5 Replies Latest reply on May 17, 2014 4:55 AM by Obi-wan Kenobi

    Shortcuts for Styles...

    Obi-wan Kenobi Level 5



      I use a lot keyboard shortcuts.

      And very often, I want to delete all of them to create new ones or, after I have modified them, reuse the first ones I've created. So:

      Is there a way to delete all or for a specific styles group?

      Is there a .xml file where they are all defined?


      Thank you in advance.

        • 1. Re: Shortcuts for Styles...
          Peter Spier Most Valuable Participant (Moderator)

          Custom sets are stored in your user profile or user library in the same hidden folder as InDesign Defaults.

          • 2. Re: Shortcuts for Styles...
            Obi-wan Kenobi Level 5

            Hi Peter,


            I'm not sure this is a matter of user settings. I have the same file with, in a version, keyboard shortcuts associated to para styles, and in another version, no KS. So, apparently, the KS associated to the styles (Para, Char, Object and Table) are directly integrated in the ID file.

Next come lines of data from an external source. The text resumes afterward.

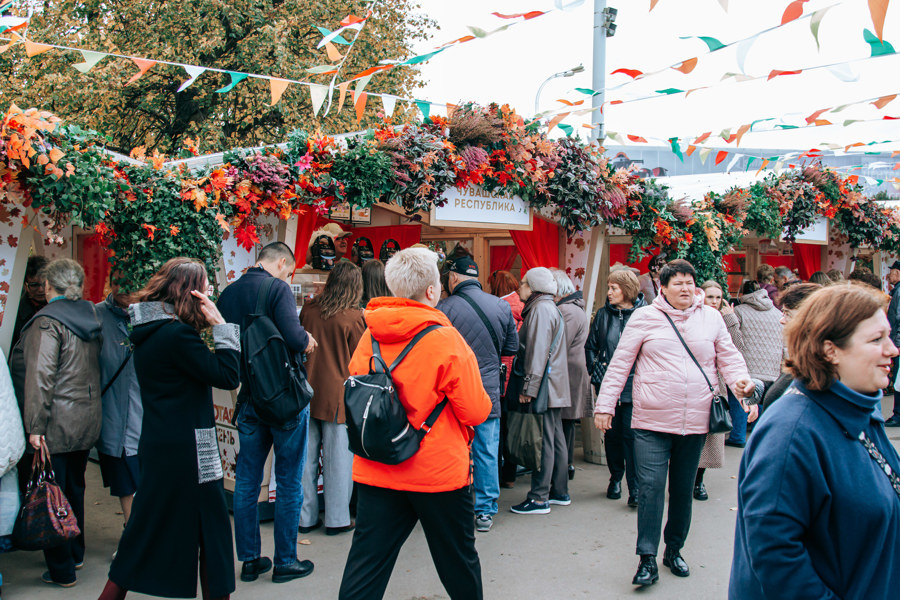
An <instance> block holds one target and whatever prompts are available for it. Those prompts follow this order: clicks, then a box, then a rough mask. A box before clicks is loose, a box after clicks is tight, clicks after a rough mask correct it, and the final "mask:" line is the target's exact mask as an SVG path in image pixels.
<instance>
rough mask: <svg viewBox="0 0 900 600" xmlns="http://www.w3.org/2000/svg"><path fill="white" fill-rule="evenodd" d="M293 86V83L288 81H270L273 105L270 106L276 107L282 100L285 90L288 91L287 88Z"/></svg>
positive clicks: (279, 79) (269, 84)
mask: <svg viewBox="0 0 900 600" xmlns="http://www.w3.org/2000/svg"><path fill="white" fill-rule="evenodd" d="M289 85H291V82H290V81H288V80H287V79H270V80H269V87H270V89H271V91H272V103H271V104H270V105H269V106H275V105H276V104H278V102H279V101H280V100H281V95H282V94H283V93H284V90H286V89H287V86H289Z"/></svg>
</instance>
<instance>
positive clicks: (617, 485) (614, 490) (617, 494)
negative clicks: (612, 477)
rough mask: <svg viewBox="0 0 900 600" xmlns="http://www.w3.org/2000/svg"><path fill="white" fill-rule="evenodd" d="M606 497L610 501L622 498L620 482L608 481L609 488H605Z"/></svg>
mask: <svg viewBox="0 0 900 600" xmlns="http://www.w3.org/2000/svg"><path fill="white" fill-rule="evenodd" d="M606 497H607V498H609V499H610V500H618V499H619V498H621V497H622V482H621V481H610V482H609V487H608V488H606Z"/></svg>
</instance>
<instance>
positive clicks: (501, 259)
mask: <svg viewBox="0 0 900 600" xmlns="http://www.w3.org/2000/svg"><path fill="white" fill-rule="evenodd" d="M518 255H519V251H518V250H516V247H515V246H491V273H493V272H494V271H509V270H510V269H512V266H513V263H514V262H516V257H517V256H518Z"/></svg>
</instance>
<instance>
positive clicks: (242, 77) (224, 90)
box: [216, 71, 247, 94]
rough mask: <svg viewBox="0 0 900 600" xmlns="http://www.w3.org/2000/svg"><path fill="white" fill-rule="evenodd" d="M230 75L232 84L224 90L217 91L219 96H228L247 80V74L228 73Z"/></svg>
mask: <svg viewBox="0 0 900 600" xmlns="http://www.w3.org/2000/svg"><path fill="white" fill-rule="evenodd" d="M228 74H229V75H231V83H229V84H228V85H226V86H225V87H223V88H220V89H218V90H216V93H217V94H227V93H228V92H230V91H231V90H233V89H234V86H236V85H237V84H239V83H240V82H242V81H243V80H245V79H247V74H246V73H237V72H235V71H228Z"/></svg>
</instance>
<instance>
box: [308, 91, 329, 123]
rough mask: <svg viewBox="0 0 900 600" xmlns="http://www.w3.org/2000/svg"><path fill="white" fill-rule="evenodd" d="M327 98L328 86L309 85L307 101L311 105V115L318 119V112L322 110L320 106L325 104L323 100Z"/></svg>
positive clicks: (323, 100)
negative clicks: (321, 109)
mask: <svg viewBox="0 0 900 600" xmlns="http://www.w3.org/2000/svg"><path fill="white" fill-rule="evenodd" d="M326 96H328V86H326V85H316V84H310V86H309V99H310V100H311V101H312V104H313V115H314V116H316V117H318V116H319V110H320V109H321V108H322V104H323V103H324V102H325V98H326Z"/></svg>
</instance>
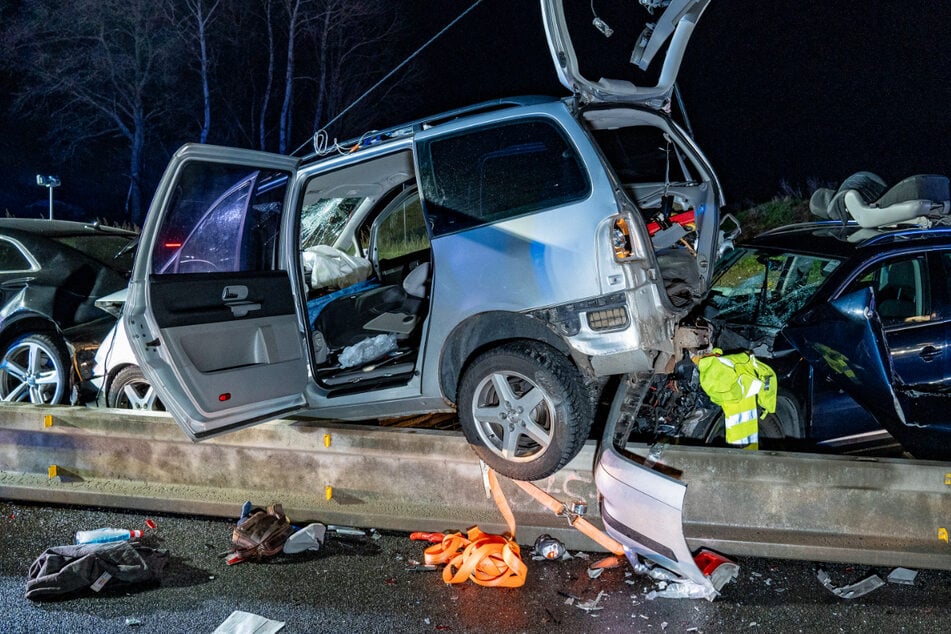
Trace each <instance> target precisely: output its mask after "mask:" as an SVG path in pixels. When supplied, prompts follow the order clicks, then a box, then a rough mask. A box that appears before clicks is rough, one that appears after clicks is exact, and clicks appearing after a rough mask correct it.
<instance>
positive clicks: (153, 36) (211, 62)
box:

            When I save them in .idml and open them with Oxygen, I can manipulate these KS. Eg, as I want, I can delete all the KS associated to the para styles. Idem, if I want to do it for all the char styles. Or, for all the KS associated to all styles. To do this, I use regex directly within the .xml files tree using Oxygen. I know it's dangerous but I keep the control of what I do.


            What I mean with my question is: Is there a way to do it directly in ID (without doing as I do), maybe using [JS]?

            • 3. Re: Shortcuts for Styles...
              Peter Spier Most Valuable Participant (Moderator)

              Style shortcuts are part of the style definition.

              • 4. Re: Shortcuts for Styles...
                rob day Adobe Community Professional & MVP

                You could consider using a script to apply the styles. That gets you away from the limitation of the number pad and you can save the key commands in different sets. So if you reuse style names (Text, A Head, B Head, etc.) you could make a styles folder in you scripts folder and save one for each and assign it a command:


                tell application "Adobe InDesign CS6"


                         set applied paragraph style of selection to "Text"

                     end try

                end tell

                • 5. Re: Shortcuts for Styles...
                  Obi-wan Kenobi Level 5

                  Hi Rob,


                  I don't think it is the good way to fix my problem. I finally use another tip.


                  The way I work: I create Para/Char styles groups and, so, I apply shortcuts to the styles (paras by group) I use for the layout.

                  As and as I advance in the layout, to go faster, I need to delete and create shortcuts.

                  E.g., I use the X group to treat pages 11-25, the Y group to treat pages 26 to 29, then the Z group on pages 30 to 52 ...


                  As the styles are well established, I just create 2 reference files:

                  the first file [ID_Shortcuts_0.indd] includes only the "global" shortcuts, ones I use all the time (e.g., Current_Text [Cmd -0]); no other shortcut for any group para styles.

                  the second file [ID_Shortcuts_All.indd] includes ALL shortcuts (so, e.g., different styles using the same shortcut).


                  I've assigned a keyboard shortcut to "load all the paragraph styles " [in french : "Charger tous les styles de paragraphe"] = Cmd-F4.


                  The trick : I need to get the shortcuts associated to the group X. I do Cmd-F4 and I load all the group X para styles, and only these, from ID_Shortcuts_All.indd. Easy to find them: They are sorted by group. Finally I can get all the shortcuts.

                  When I switch to Y, I load the group X para styles from ID_Shortcuts_0.indd file [I loose all the group X shortcuts] and then I load group Y styles from ID_Shortcuts_All.indd file [I get all group Y shortcuts]. And so on...

                  This represents a very fluid ... and carefree manipulation, without risk!